Committees can make bold decisions too. The best true story I’ve ever read on the subject of computer language evolution has to be Bjarne Stroustrup’s “The Design and Evolution of C++” (also known as the D&E book). It’s not intended for students who want learn how to program in C++, but I regard it essential reading for anyone who really wants to make sense of the language (just as Isobel will need to appreciate the roots of English if she ever wants to really get to grips with it). The D&E book story ends in 1994 but C++ has continued to evolve. Stroustrup has started work on bringing the story up to date, and you can find a draft of his paper “Evolving a language in and for the real world: C++ 1991-2006” here. On the subject of committees, responsibility, and real world pressures, he writes:

Changing the definition of a widely used language is very different from simple design from first principles. Whenever we have a “good idea”, however major or minor, we must remember that:

  • there are millions of lines of code “out there” — most will not be rewritten however much gain might result from a rewrite
  • there are millions of programmers “out there” — won’t take out time to learn something new unless they consider it essential
  • there are decade old compilers still in use — programmers can’t use a language feature that doesn’t compile on every platform they support
  • there are many millions of outdated textbooks out there — many will still be in use in five years’ time

The committee considers these factors and obviously that gives a somewhat conservative bias.

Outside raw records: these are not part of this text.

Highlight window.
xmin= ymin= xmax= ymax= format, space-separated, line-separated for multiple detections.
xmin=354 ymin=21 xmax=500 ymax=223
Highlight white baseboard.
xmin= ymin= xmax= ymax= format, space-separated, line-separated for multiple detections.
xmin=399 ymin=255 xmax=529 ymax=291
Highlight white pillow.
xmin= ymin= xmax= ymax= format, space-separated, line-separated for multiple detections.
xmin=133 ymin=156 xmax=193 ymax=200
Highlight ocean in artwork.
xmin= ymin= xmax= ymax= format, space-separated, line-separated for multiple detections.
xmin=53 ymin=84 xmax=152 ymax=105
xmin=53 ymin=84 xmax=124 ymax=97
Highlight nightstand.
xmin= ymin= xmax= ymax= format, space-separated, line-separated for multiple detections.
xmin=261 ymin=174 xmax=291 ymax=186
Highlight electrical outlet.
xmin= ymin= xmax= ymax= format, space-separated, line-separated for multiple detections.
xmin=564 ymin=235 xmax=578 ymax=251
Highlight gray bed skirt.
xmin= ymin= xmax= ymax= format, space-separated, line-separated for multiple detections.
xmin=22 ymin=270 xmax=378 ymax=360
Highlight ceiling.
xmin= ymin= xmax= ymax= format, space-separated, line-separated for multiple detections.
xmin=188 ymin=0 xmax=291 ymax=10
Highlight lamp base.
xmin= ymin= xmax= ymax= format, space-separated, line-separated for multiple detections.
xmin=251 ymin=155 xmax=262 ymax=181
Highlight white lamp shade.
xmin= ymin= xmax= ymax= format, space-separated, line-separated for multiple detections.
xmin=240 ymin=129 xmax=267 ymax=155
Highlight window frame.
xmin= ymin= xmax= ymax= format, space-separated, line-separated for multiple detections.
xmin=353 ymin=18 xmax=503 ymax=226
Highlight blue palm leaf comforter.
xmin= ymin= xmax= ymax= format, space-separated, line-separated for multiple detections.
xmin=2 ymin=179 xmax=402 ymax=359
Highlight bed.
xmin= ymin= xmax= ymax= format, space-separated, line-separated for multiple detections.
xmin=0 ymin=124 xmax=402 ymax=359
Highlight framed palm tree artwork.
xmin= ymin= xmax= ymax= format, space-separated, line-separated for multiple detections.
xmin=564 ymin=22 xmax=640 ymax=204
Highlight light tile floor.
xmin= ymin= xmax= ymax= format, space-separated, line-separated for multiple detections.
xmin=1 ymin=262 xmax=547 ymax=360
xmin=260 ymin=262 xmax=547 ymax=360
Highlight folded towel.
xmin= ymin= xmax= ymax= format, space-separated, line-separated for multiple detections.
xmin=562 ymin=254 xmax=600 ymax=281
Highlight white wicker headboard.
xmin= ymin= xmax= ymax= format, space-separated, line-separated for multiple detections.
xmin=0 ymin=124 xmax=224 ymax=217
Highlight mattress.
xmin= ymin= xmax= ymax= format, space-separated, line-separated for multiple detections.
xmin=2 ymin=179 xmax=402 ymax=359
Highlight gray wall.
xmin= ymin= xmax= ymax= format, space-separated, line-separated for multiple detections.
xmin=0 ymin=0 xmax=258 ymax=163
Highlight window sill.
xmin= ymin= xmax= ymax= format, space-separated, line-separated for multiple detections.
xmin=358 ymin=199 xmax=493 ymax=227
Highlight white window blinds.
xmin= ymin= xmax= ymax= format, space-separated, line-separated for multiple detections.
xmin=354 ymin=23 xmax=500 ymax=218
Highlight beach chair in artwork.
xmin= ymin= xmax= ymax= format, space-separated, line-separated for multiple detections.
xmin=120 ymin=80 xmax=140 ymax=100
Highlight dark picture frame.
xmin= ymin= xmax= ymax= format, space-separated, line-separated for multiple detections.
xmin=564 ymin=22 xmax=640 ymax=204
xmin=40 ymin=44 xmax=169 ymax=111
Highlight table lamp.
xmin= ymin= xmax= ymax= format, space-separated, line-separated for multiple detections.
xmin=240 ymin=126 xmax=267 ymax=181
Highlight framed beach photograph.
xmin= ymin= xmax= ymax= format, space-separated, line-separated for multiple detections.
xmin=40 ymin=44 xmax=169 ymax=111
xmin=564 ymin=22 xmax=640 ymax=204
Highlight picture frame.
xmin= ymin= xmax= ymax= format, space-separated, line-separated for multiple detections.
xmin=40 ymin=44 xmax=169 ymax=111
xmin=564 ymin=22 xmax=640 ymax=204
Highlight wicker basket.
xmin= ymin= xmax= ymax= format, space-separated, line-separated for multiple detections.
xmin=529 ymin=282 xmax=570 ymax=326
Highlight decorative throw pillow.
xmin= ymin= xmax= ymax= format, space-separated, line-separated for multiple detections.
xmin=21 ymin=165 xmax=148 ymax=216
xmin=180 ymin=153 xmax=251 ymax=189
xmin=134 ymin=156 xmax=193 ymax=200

Among other things, the members of the committee are indirectly responsible for well over a million lines of code (as members of their organizations).

Yet despite these pressures, the C++ committee agreed to delay standarising C++ by a whole year so that the fabulous STL could be formally incorporated into the language. I think it’s not overstating things to say that the subsequent success of the STL has exposed problems in the C++ language itself, and that addressing these problems is the focus of its next formal revision, C++09. It’s also clear, though, that the C++ standards committee will make every effort to ensure C++09 is backwards compatible; meaning that it’s going to include all the old baggage and introduce a whole lot more.

Although I’m far from being a C++ language lawyer, I know C++ well enough to wield it safely. I also know C++ well enough to see that C++09 will squarely hit all the right targets: it’s going to allow us to write more compact, more readable, more efficient C++, and compiler error messages are going to make a lot more sense (once implementations are brought up to date, that is). That said, I think the ever growing C++ legacy is going to become a huge barrier to entry: if you haven’t grown up with C++, it’s going to be increasingly hard to use it, and it’s going to be a less-favoured choice for green field development.

A prediction

I would be surprised if Isobel or any of her classmates ever learn to program in C++. I expect a good few of them to learn Python.

The real world?

Stroustrup says the task facing a “real world” language like C++ isn’t as easy as a “simple design from first principles”. Well, I strive for simplicity but, paradoxically, there’s nothing easy about it. In my experience simplicity must be discovered, not designed. Thus a simple design derives from – and may indeed break – a more complex one. That’s what Python 3000 is doing.


[1] Even in this digital age, not quite any released version. The README in the Python downloads ftp site says:

If you find an older Python release (e.g. 0.9.8), we’re interested in getting a copy! mailto:webmaster@python.org

[2] The written form of human languages can be radically revised. In 1928 Kemal Atatürk didn’t just change the way Turkish was spelled: he changed the alphabet too.